El último día de mi Santa, esperaba con tal fervor que me lle­vara con ella al cielo que me acosté en la cama a su lado y escu­ché su respiración. No tenía enfermera, ni ama de llaves. Estába­mos en la más absoluta soledad. No comprendí hasta qué punto iba a echarla de menos hasta que se quedó inmóvil como una es­tatua bajo mi cabeza. Mi Santa. Mi única voz en el aire, que can­taba o probaba la métrica de un verso en voz alta, mi única com­pañera en los paseos otoñales, la que pasaba las páginas junto a la chimenea. Rogué a Dios que me dejara ir con ella.
Yo no recordaba mi pecado de mi vida anterior, lo que había hecho antes de mi muerte que me había impedido la entrada en el cielo, pero rezaba para que Dios me dejara compensar mi deu­da junto a mi Santa. «Recuerda cómo he intentado consolarla cuando se sentía sola —rogaba—, y cómo la inspiraba cuando su pluma empezaba a escribir un verso tras otro».

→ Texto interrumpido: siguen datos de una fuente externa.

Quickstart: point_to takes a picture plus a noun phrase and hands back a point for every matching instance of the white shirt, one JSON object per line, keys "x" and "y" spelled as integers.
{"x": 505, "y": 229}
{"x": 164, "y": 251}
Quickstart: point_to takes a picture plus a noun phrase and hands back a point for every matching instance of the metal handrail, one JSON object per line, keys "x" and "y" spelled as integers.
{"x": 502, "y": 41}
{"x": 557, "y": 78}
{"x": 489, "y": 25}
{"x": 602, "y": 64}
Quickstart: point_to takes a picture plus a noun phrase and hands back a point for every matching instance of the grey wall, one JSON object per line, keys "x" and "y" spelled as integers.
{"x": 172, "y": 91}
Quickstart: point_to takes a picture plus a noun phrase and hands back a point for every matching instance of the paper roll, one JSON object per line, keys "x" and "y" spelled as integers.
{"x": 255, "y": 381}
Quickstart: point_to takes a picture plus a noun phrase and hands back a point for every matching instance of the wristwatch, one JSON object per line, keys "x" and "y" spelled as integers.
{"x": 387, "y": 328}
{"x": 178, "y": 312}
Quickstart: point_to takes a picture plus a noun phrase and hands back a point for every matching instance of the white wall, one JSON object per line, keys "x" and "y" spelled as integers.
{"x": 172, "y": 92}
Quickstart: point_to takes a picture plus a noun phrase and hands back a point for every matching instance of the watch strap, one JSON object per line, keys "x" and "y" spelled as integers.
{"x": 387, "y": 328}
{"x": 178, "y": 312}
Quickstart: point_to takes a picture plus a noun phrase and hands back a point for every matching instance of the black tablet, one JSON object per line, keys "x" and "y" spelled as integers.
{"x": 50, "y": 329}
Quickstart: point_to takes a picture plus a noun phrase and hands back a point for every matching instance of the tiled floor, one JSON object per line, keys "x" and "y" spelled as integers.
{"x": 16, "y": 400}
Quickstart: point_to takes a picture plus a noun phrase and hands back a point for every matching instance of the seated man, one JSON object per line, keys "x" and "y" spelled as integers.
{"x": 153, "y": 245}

Sin embargo, Dios ni contestó a mi plegaria ni dio explicacio­nes. Ni siquiera hubo un instante en que sus ojos verdes se posaran en mí a modo de reconocimiento. Mi amiga, mi Santa, se había ido, sin más. Aquel frío conocido empezó a tirarme de los pies, subía abrasándome las piernas, introduciendo hielo en mi interior. Me rescataron los insistentes golpes en la puerta de abajo. Me deslicé por el aire, a través del suelo del dormitorio, el techo del recibidor, la puerta de madera y, desesperada porque no me arrojaran a la oscuridad de nuevo, abracé el cuerpo que estaba ahí de pie. Un joven que llevaba un año manteniendo correspondencia con ella, elogian­do sus versos, había escogido aquel día para hacerle una primera visita. Sujetaba un ramo de violetas en una mano y miraba decepcio­nado hacia las ventanas con cortinas. Cerré los ojos, presioné la cara contra su mano y le rogué a Dios que me dejara tenerle.
Al final el sonido de cascos de caballos ahogó mis oraciones. Me vi sentada en la seguridad de su carruaje, a los pies de mi nue­vo anfitrión junto a las violetas que él había desechado.
Y así volví a nacer gracias a un salvador que no era conscien­te, le llamé mi Caballero porque había acudido en mi ayuda cuando estaba sufriendo. Era escritor, viudo y sin hijos. Escribía historias de caballeros y princesas, monstruos y hechizos, relatos que habría contado a sus seres queridos a la hora de dormir, pero sus editores sólo publicaban sus libros sobre las Sagradas Escritu­ras, no esas historias encantadas. Eso lo enfurecía y hacía que ca­minara con rigidez, como si nunca pudiera quitarse la armadura. Intenté ser amiga suya, y creo que suavicé sus palabras más de una vez para que sus libros fueran aceptados y siguiera llevando el pan a la mesa.